U.S. stock markets opened the morning fairly quietly today as investors await the minutes from the June meeting of the Federal Open Market Committee, where they hope to find clues as to what changes, if any, the Fed could make to its bond-purchasing program in the near future. As of 10:45 a.m. EDT, the Dow Jones Industrial Average (Dow Jones Indices:.DJI) were down 19 points, while the S&P 500 and the Nasdaq were also flat. Despite nervousness about what the Fed might say, U.S. investors seem to remain optimistic about the domestic economy’s prospects, and today’s economic releases show a big rise in sales at the wholesale level combined with a large drawdown in inventories, supporting the bullish thesis.
Increasingly, though, we’ve seen different stories from the U.S. versus international markets. In Europe today, stock markets were generally lower as investors reacted to the S&P downgrade of Italy’s sovereign-debt rating to “BBB,” the second-lowest investment-grade rating. Meanwhile, China’s economy has suffered some troubling news recently. A 3.1% drop in exports surprised economists expecting a 4% rise and marked the emerging-market economy’s worst export figure in nearly four years. Add that to yesterday’s news that China’s inflation rate rose to 2.7% in June, and it’s uncertain that the country will be able to foster economic growth without stoking further price rises.

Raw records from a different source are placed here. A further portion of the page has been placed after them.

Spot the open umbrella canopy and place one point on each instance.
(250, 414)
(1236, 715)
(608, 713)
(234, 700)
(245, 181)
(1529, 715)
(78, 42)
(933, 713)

That disparity isn’t necessarily playing itself out in share price movements today, but you can see the signs of its impact by looking at the moves global companies have made lately. Caterpillar Inc. (NYSE:CAT) has seen its stock struggle all year as the level of construction and infrastructure-building activity in China has been under pressure. But improving conditions in its domestic market show promise for the heavy-equipment maker, as homebuilders and contractors have been slow to replace equipment and therefore have pent-up demand.
Similarly, McDonald’s Corporation (NYSE:MCD) has benefited from global growth for a long time, but lately it has turned its attention back to its U.S. customers. With the April launch of its Premium McWrap, McDonald’s is trying to tap into the move among consumers toward healthier food offerings. Ironically, McDonald’s was early in identifying the healthy-food trend when it started acquiring what would eventually become a majority stake in Chipotle Mexican Grill, Inc. (NYSE:CMG) in the late 1990s. Chipotle has obviously gone on to great success by providing a limited menu of high-quality food items. Yet with McDonald’s having spun off its stake in Chipotle in 2006, its success in the domestic market relies on its namesake restaurants, and trying to bolster U.S. growth is a natural consequence of sluggishness in other markets.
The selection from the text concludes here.